On Saturday, I joined Ben Wilson and Wes Reynolds on Betting Across America and we had a “Buy, Sell, Hold” segment on the SEC futures market (around the 5:18:00 mark). It is a two-horse race between Alabama and Georgia, but there was an interesting price on the board that got me thinking.
The Auburn Tigers were listed at 25/1 per BetMGM. Auburn already has a loss in conference play, but the Tigers technically control their own destiny to win the SEC West. Will it happen? No, probably not, however, there is a good futures betting technique that would yield a higher return than 25/1 and it is something that bettors should be aware of in case chances pop up in the future.
This is a concept that is most often utilized during the NCAA Tournament for college basketball, but it applies to Auburn for this college football season because Auburn needs to win out. Much like a team that makes the Big Dance, there is no margin for error. Win or go home, at least in terms of winning the SEC West to grab a spot in Atlanta on December 4.
Auburn’s only SEC loss is to Georgia, so there are no tiebreakers to worry about in the division.
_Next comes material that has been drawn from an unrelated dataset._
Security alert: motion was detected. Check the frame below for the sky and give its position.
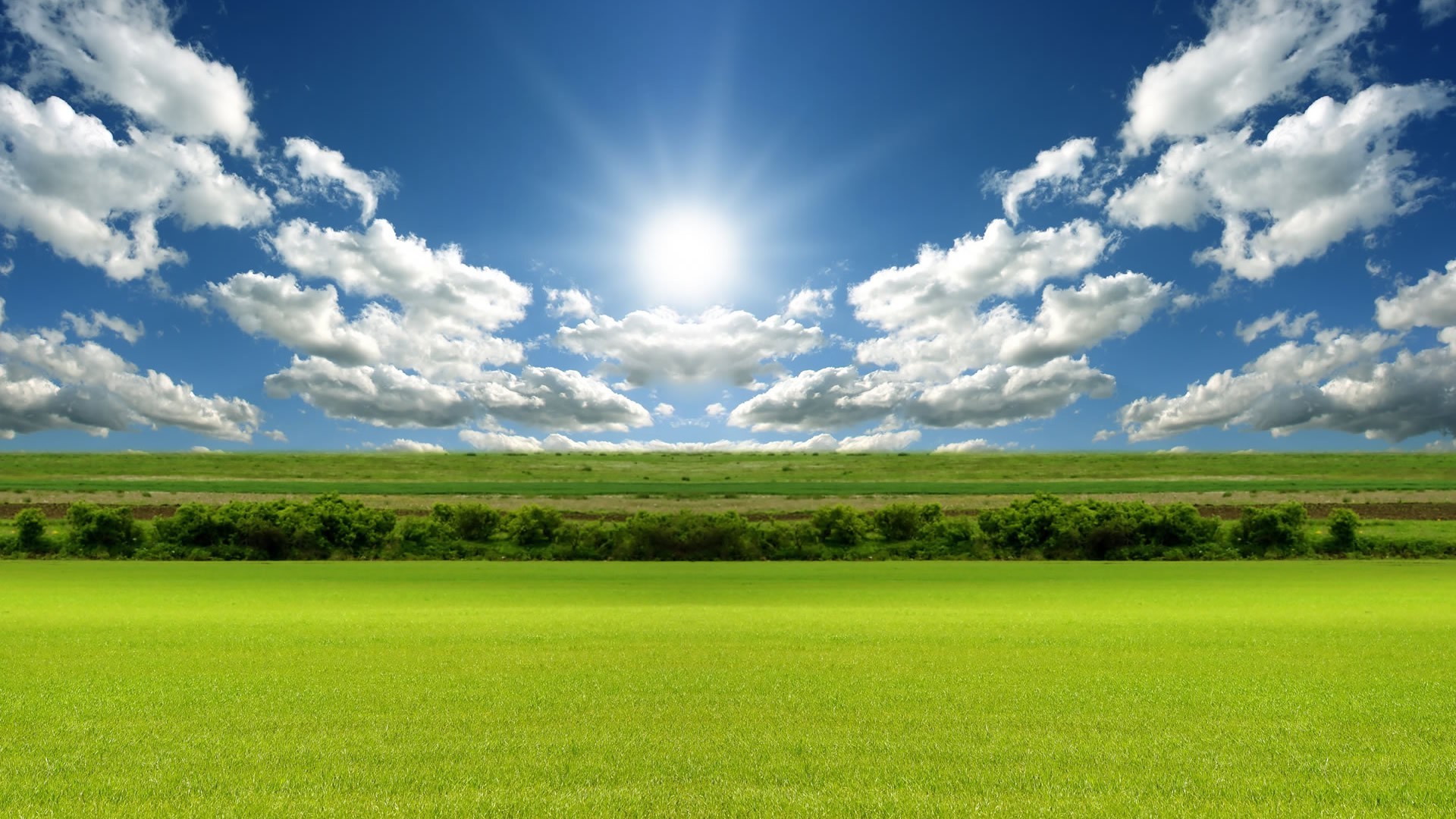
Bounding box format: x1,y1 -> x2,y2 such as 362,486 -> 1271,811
0,0 -> 1456,452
The Tigers’ remaining schedule after the Week 8 bye is Ole Miss, at Texas A&M, Mississippi State, at South Carolina and then the Iron Bowl at Jordan-Hare Stadium against Alabama.
Consider that Auburn’s path to Atlanta means beating all of those teams. Rather than betting the 25/1 futures price, you can do what is called a “moneyline rollover”. In this instance, Auburn cannot afford a loss. If the Tigers lose a game, your 25/1 bet is dead anyway. With a moneyline rollover, you’d bet the moneyline of each Auburn game and roll over the total of your winnings and bet amount.
Let’s say you want to bet $100 on the futures odds, just to make the math easy.
$100 at 25/1 = $2500
It doesn’t get easier than that. However, your potential winnings are capped at $2,500.
If you were to look at a moneyline rollover, here’s how it would work (note: odds projected in advance based on power ratings; math rounded up):
Start with $100
Auburn vs. Ole Miss (+ 125) – Bet $100 to win $125 ($225)
Auburn at Texas A&M (assume Auburn 4, so ML around + 160) – Bet $225 to win $360 ($585)
Auburn vs. Mississippi State (assume Auburn -9, so ML around -340) – Bet $585 to win $172 ($757)
Auburn at South Carolina (assume Auburn -18, so ML around -1100) – Bet $757 to win $69 ($826)
Auburn vs. Alabama (assume Auburn 14, so ML around + 425) – Bet $826 to win $3,510
These two options are essentially the same bet, just in a different way. The Auburn future pays $2,500, but an Auburn moneyline rollover pays over $3,500.
Technically, your investment is the same in both wagers. You started with $100 in both cases.
The beauty of a moneyline rollover is that you don’t have to come up with some complicated hedging scenario. The hedge is to stop betting. Or, you can bet less and keep some of your profits.
I’ll talk more about moneyline rollovers when we get to the college basketball postseason, but this is a good example for introducing the topic. If you can project lines in advance, you are often going to find that a moneyline rollover creates a higher profit potential than a futures bet in these situations.